2. Give your cleaning products a detox

Step away from the Chux wipes and get yourself reusable cloths you can throw in the wash when they require a good clean. This minimises wastage and saves you storage. Microfibre cloths are best.

When it comes to what you’re spraying on your benches, avoid products with ammonia, fragrances and bleach. Keep a lookout for eco labels by independent accreditors on the products such as National Asthma Council Australia’s Sensitive Choice, Planet Ark, Good Environmental Choice Australia (GECA) and Australian Certified Organics. If you want to check your current products click here.

Also, bacteria grows within six hours of cleaning if you don’t dry off the surface, so make sure you dry your benches quickly to prevent further bacteria growth.

3. Check your packaging

Many plastic containers, despite what you’ve heard, are not meant to be put in the freezer or heated in the microwave.
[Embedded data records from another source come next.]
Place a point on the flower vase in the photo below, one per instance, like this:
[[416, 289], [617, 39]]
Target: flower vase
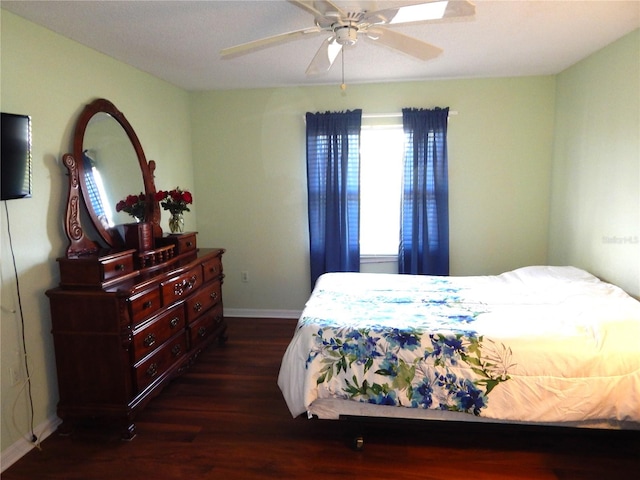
[[176, 223]]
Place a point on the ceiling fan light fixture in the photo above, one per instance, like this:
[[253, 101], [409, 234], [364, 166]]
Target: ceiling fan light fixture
[[346, 34], [420, 12]]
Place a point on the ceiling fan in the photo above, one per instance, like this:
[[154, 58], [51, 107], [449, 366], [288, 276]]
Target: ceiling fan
[[344, 28]]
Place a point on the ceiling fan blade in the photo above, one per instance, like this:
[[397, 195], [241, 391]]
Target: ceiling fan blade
[[317, 8], [254, 45], [422, 12], [404, 43], [325, 56]]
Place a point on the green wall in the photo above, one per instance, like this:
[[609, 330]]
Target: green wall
[[51, 78], [595, 219], [249, 153]]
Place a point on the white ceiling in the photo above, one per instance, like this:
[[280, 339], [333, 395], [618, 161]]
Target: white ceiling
[[180, 41]]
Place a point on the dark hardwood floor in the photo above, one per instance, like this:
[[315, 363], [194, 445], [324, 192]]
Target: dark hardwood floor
[[226, 419]]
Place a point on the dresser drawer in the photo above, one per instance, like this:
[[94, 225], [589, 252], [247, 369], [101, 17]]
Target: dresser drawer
[[180, 287], [96, 270], [206, 326], [117, 267], [157, 331], [212, 269], [144, 304], [200, 302], [157, 364]]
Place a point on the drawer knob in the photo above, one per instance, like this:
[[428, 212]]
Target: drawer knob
[[152, 371], [184, 286], [149, 340]]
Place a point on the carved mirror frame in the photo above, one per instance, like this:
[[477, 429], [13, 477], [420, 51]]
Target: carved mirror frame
[[79, 243]]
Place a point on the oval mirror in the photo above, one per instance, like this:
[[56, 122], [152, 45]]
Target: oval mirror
[[111, 166]]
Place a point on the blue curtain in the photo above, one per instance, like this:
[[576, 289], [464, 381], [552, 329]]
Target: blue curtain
[[333, 179], [424, 230]]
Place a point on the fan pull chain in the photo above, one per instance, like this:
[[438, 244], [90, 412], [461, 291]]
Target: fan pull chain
[[343, 86]]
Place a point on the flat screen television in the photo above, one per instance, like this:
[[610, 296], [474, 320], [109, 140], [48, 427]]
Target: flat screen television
[[15, 158]]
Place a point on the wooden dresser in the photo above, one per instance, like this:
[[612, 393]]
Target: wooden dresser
[[122, 331]]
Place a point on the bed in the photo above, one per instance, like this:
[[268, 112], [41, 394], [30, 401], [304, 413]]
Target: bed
[[538, 345]]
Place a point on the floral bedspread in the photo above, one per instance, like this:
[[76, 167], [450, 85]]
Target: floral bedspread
[[421, 349], [485, 346]]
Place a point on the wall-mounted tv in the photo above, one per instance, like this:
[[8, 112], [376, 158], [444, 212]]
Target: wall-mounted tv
[[15, 158]]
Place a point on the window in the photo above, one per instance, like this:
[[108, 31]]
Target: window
[[381, 166]]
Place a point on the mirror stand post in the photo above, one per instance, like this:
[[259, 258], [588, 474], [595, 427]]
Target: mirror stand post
[[79, 244], [153, 209]]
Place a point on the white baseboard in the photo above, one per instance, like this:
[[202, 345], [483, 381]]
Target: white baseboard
[[20, 448], [257, 313]]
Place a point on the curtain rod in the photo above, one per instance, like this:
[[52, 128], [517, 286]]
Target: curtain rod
[[395, 115], [387, 115]]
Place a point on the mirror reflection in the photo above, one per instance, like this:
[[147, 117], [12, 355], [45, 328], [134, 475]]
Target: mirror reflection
[[110, 169]]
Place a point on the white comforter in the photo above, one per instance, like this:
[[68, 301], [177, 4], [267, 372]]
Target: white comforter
[[538, 344]]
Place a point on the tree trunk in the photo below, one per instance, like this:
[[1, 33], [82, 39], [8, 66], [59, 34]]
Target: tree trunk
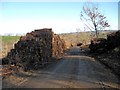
[[96, 32]]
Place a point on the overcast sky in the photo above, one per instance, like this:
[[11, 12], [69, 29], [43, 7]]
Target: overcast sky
[[62, 17]]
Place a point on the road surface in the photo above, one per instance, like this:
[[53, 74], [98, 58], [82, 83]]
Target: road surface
[[74, 70]]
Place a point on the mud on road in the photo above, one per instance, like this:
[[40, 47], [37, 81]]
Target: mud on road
[[74, 70]]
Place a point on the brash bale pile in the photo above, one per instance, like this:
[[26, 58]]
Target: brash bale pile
[[35, 50]]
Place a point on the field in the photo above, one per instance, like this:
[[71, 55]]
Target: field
[[7, 43], [82, 37]]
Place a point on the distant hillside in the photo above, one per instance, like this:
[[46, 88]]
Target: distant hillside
[[7, 43], [83, 37]]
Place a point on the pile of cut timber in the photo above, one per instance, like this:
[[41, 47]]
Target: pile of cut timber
[[35, 50]]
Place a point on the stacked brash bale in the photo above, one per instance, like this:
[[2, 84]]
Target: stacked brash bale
[[35, 49]]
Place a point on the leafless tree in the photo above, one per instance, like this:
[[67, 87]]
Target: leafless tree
[[93, 19]]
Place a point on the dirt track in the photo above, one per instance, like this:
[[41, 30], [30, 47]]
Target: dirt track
[[74, 70]]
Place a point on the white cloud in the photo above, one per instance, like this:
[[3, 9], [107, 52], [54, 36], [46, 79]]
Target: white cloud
[[24, 26]]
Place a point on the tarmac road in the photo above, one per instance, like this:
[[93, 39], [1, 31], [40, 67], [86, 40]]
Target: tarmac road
[[74, 70]]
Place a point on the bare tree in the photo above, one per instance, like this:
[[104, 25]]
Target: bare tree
[[93, 19]]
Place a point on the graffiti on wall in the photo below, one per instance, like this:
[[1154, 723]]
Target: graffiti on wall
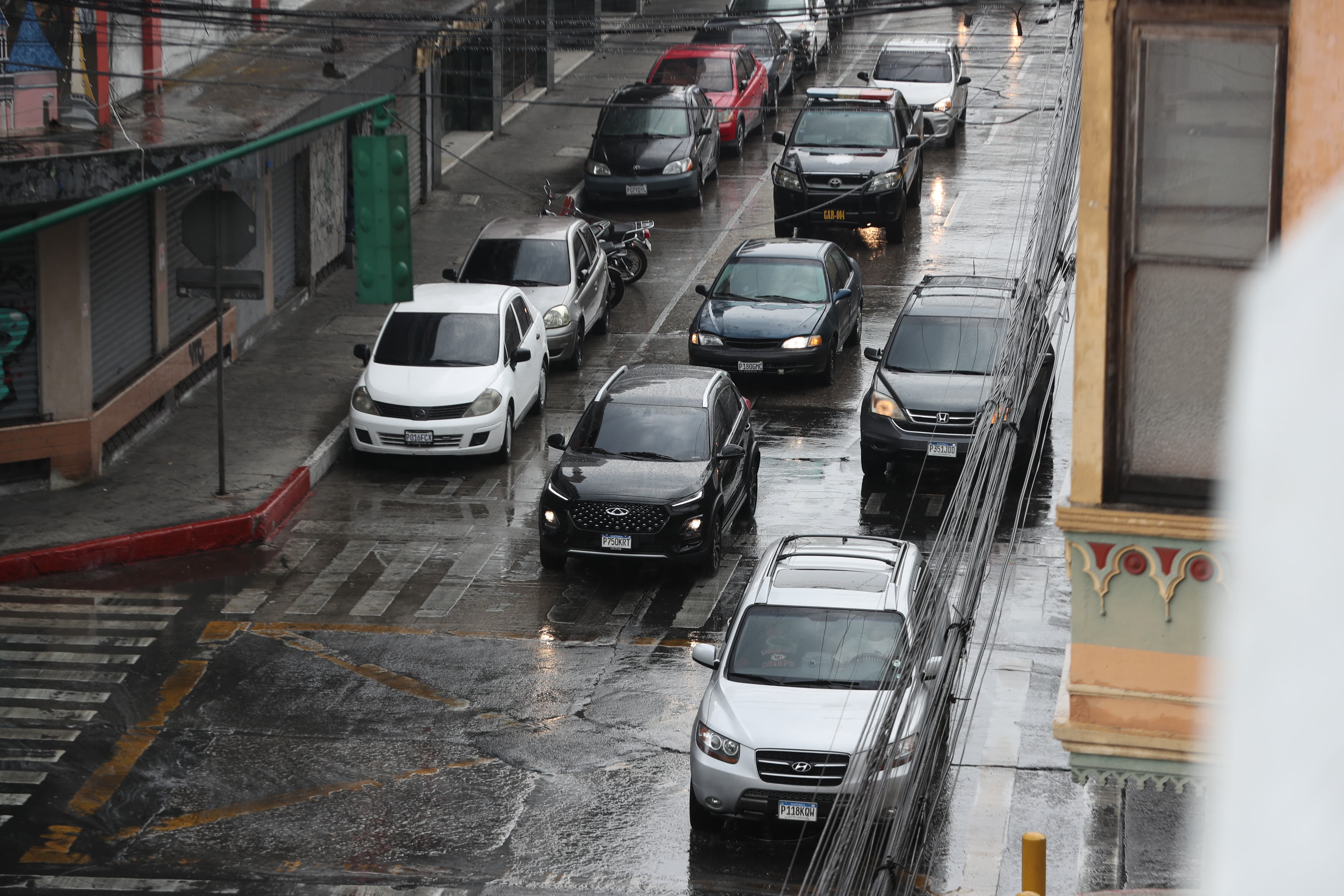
[[14, 332], [327, 193]]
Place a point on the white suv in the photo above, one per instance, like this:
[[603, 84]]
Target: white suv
[[803, 666], [930, 76]]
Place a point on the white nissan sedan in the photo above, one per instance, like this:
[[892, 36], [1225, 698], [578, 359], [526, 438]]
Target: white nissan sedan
[[451, 374], [780, 731]]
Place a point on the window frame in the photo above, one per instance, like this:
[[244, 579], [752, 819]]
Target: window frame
[[1132, 23]]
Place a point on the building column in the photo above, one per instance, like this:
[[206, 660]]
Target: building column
[[159, 218], [151, 46], [65, 340]]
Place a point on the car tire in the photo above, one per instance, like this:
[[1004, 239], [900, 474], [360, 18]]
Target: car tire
[[551, 561], [873, 463], [506, 452], [857, 334], [540, 405], [828, 374], [577, 358], [714, 557], [702, 818]]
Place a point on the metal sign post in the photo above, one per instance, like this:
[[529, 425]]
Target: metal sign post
[[220, 229]]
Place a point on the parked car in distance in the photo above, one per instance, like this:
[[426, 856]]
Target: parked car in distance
[[734, 81], [807, 23], [780, 307], [929, 74], [814, 648], [935, 373], [452, 373], [560, 267], [652, 143], [851, 160], [767, 42], [659, 467]]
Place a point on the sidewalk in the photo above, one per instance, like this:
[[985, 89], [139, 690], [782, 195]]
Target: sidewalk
[[288, 391]]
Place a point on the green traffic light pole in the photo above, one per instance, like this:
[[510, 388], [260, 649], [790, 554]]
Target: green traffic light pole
[[154, 183]]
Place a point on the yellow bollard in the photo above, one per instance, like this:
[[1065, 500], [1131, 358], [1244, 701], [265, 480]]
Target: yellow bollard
[[1034, 864]]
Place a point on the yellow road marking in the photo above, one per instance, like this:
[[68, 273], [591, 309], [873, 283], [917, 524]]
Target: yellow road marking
[[280, 801]]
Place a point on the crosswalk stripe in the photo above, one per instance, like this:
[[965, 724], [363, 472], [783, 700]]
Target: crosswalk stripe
[[88, 609], [408, 562], [247, 601], [52, 694], [47, 622], [316, 596], [97, 597], [457, 581], [47, 715], [54, 656], [76, 640], [703, 597], [39, 734], [65, 675], [31, 755]]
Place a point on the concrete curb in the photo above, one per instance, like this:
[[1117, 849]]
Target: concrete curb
[[258, 524]]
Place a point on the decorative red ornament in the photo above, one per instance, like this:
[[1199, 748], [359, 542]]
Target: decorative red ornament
[[1201, 570]]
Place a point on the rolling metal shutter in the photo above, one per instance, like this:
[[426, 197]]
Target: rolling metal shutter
[[283, 242], [18, 326], [120, 293], [185, 315]]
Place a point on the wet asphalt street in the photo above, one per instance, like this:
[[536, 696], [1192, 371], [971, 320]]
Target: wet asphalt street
[[394, 692]]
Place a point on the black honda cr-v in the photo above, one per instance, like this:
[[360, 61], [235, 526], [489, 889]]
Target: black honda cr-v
[[660, 464]]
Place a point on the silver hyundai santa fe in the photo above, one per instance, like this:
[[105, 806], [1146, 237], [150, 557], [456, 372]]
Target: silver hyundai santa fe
[[803, 666]]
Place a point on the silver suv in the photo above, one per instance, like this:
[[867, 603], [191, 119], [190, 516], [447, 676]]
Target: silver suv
[[803, 666], [560, 265]]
You can tell whether they’re okay to use by the identification code on the plastic. Numbers 2, 4 and 5 are fine. Avoid using the rest.

If you can stick with glass or ceramic containers, even better. I use old glass jars a lot.

4Switch to a battery-operated digital alarm clock

By avoiding a phone being plugged in at your bedside (and beside your head) for seven hours a night, you will reduce your exposure to radiation; In addition, it will help you get a decent sleep. You’re less likely to pick up your phone in the middle of the night to check your texts or emails, and you won’t waste endless minutes (or in some case hours) on it when you hop into bed.

So, switch to a battery-operated digital clock in your bedroom and leave your phone in another room. Just do it. I’ve had the same travel alarm clock for more than a decade and I’ve only replaced the battery three times.

5. Gradual conscious change is better than a clean sweep

There’s not much worse than tossing out a brand new, perfectly good item in the kitchen in the name of minimalism. The impact on the planet and our conscience outweighs the good of a greener and cleaner option in an immediate sense.

Particularly in the kitchen, wait until pots, pans and whatever whiz-bang contraptions you own get old and unusable. Then throw them out and replace with a better, cleaner option. For me, I weigh up the ethical, environmental, health and financial factors, and then make a conscious choice.